Enfin, la thématique de l’IA constitue à elle seule un défi microéconomique ayant des conséquences macroéconomiques importantes. Alors que l’introduction en bourse la plus importante de l’histoire devrait avoir lieu d’ici quelques semaines, le business model d’Anthropic suscite des interrogations. Fable 5, son dernier modèle — le plus puissant à ce jour parmi les modèles existants, mais aussi le plus coûteux — peine à percer (cf. graphique de la semaine). Les clients d’Anthropic se contentent de modèles plus anciens et plus économiques tandis que ceux qui se détournent des éditeurs traditionnels privilégient de plus en plus des modèles chinois (10 à 100 fois moins chers à l’usage) ou des modèles open source. Cette rationalisation des dépenses devrait ralentir la course aux capex des hyperscalers et maintenir une pression baissière sur le secteur des semi-conducteurs, sans toutefois remettre en cause la formidable innovation technologique qu'incarne l'IA à long terme.
Face à ces arbitrages complexes, la « nuance décisive » théorisée par la philosophe Julia de Funès devient une boussole indispensable pour l'investisseur.

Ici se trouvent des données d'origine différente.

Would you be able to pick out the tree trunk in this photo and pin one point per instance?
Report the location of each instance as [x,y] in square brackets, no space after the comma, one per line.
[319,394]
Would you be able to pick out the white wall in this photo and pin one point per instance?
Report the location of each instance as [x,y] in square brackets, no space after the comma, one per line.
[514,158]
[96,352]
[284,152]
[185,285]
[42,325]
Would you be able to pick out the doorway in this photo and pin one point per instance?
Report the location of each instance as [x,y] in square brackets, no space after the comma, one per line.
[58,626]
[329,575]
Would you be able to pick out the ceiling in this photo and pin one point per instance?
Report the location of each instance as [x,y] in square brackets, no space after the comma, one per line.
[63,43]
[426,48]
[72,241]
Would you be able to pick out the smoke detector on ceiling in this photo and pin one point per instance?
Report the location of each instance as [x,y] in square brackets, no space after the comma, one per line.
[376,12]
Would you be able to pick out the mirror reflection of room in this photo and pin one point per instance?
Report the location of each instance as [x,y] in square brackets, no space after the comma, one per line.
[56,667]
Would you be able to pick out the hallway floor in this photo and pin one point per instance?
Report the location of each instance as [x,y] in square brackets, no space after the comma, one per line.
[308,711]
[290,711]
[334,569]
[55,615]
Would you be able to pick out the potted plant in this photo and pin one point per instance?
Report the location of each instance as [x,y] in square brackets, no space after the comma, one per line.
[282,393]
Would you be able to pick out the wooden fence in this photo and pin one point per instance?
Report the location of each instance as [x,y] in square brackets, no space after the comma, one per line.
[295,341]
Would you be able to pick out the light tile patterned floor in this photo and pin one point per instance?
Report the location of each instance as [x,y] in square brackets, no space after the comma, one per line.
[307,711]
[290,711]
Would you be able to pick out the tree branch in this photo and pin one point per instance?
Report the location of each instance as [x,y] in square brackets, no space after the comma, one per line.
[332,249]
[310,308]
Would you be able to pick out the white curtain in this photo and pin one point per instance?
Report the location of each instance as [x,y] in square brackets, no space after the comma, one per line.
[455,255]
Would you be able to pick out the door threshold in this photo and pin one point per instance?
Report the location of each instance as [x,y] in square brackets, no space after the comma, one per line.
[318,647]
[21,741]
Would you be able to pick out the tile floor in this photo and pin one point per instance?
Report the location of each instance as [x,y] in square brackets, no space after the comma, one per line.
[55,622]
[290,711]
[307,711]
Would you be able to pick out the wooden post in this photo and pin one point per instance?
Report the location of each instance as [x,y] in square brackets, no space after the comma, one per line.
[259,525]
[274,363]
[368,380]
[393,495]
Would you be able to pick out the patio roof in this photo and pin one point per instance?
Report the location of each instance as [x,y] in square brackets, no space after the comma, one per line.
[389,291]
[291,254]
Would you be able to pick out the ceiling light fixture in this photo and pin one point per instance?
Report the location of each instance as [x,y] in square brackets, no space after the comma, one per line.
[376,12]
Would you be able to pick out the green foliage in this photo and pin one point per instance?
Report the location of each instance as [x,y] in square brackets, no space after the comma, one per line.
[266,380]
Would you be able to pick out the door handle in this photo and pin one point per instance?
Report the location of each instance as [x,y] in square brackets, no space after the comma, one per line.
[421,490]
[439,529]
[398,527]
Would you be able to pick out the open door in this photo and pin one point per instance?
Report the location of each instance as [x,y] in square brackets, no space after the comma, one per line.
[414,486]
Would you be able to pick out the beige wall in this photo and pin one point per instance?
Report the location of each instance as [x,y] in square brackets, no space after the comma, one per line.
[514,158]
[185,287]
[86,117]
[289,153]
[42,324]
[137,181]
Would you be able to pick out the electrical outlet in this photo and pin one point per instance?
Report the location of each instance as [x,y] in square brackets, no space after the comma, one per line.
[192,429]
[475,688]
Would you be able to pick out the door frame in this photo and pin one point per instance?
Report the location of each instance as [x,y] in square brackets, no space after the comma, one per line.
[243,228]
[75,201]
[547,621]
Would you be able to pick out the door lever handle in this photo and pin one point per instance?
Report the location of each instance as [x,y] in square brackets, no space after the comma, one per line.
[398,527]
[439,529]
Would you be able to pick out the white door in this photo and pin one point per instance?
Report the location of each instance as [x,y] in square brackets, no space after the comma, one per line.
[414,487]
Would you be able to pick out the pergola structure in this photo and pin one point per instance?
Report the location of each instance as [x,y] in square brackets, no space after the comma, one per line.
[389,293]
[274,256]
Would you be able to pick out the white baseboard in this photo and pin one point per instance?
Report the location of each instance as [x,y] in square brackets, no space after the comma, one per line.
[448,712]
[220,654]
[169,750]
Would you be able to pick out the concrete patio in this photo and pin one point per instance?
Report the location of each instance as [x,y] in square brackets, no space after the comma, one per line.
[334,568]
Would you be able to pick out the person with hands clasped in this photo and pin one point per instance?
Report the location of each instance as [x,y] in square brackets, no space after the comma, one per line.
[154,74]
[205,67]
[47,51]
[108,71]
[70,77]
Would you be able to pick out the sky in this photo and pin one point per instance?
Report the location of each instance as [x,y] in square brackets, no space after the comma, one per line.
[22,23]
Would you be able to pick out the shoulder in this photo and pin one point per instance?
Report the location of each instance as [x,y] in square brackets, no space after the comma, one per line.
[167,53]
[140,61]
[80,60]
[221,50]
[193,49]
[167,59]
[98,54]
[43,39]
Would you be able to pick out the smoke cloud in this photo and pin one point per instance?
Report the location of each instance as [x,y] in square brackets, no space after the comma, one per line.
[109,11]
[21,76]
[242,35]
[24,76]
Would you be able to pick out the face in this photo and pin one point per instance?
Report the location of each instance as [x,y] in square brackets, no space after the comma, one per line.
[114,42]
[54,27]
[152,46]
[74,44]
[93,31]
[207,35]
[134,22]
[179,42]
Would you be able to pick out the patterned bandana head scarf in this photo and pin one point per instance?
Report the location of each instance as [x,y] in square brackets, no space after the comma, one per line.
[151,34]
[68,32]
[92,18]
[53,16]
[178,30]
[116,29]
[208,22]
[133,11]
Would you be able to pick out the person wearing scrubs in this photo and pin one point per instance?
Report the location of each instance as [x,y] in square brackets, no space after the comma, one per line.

La nuance décisive n'est ni l'hésitation ni le compromis mou : c'est l'art d'établir des distinctions nettes pour dissiper le bruit de marché. Concrètement, elle exige d'éviter le piège des postures binaires — comme un repositionnement risk-on/risk-off aveugle — pour privilégier une sélectivité rigoureuse : capter le rendement du crédit sans subir la dérive des taux souverains, et discriminer, au sein de la chaîne de valeur de l'IA, les acteurs qui génèrent du cash-flow réel de ceux qui ne font que brûler du capital.